Platforms like Netflix, HBO or Peacock include this type of series in their catalogues not to attract new clients, but to retain those who already have them. Of course, the astronomical figures paid for these sitcoms reveal their importance: the NBCUniversal group paid 500 million dollars for the rights to The Office over five years and WarnerMedia 425 million to exploit Friends, also over five years.

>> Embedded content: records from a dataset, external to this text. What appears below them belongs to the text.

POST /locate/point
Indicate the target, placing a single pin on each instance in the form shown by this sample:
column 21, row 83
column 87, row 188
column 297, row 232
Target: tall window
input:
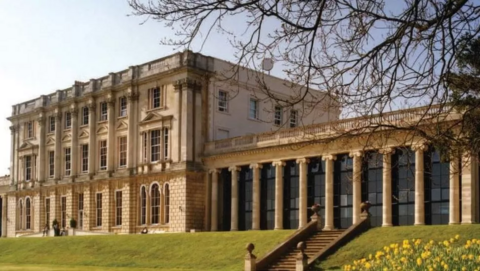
column 155, row 97
column 165, row 143
column 80, row 210
column 20, row 216
column 29, row 129
column 68, row 165
column 103, row 111
column 122, row 151
column 28, row 214
column 253, row 110
column 155, row 145
column 155, row 204
column 99, row 210
column 293, row 118
column 278, row 116
column 103, row 155
column 28, row 168
column 85, row 115
column 167, row 203
column 143, row 206
column 47, row 211
column 51, row 124
column 123, row 107
column 51, row 164
column 64, row 212
column 85, row 158
column 68, row 120
column 222, row 101
column 118, row 208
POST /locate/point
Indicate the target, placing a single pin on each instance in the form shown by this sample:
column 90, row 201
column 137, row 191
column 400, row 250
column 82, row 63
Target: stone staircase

Sitcoms seem to be the favourite genre for rewatch, a term that is becoming popular in the audiovisual sector but is not a new phenomenon. Re-watching is a basic strategy on which traditional television programming has been based for years. For televisions it has always been a very advantageous element. It is less expensive than premiere content, has more guarantees of concentrating the audience (usually reruns are of series that were successful in their first commercial life) and allows either to fill gaps in the grid at unpopular times, or to swell the TV grids. This practice does not only benefit televisions, video platforms or viewers. For the rights owners it was also a very lucrative route, as they were charged for each of these re-broadcasts. A win-win for everyone.
We love rewatching because it’s a safe bet, we’re sure we’ll have a good time and it reaffirms our good opinion of the product. We feel the same positive emotions again and also discover new aspects that we had overlooked. But studies have also shown that we rewatch to reduce the cognitive fatigue that comes from having to decide between hundreds of options. Paradoxically, although today we have thousands of entertainment alternatives, we often go back to the familiar to avoid uncertainty and the risk of making a mistake when choosing something new. Will I make the right choice? Will I have fun? The more options, the more doubts we can have and the more overwhelmed we can feel, that’s why sometimes we prefer to opt for something we already know and like.
Safe value and convenience are some of the reasons we choose Friends when we have dozens of new series at our fingertips. Precisely because we have so many new things, going back to series we’ve already seen allows us to avoid the dilemma of having to choose. We know the plot, we can get hooked on any episode without problems… The quintessence of comfort.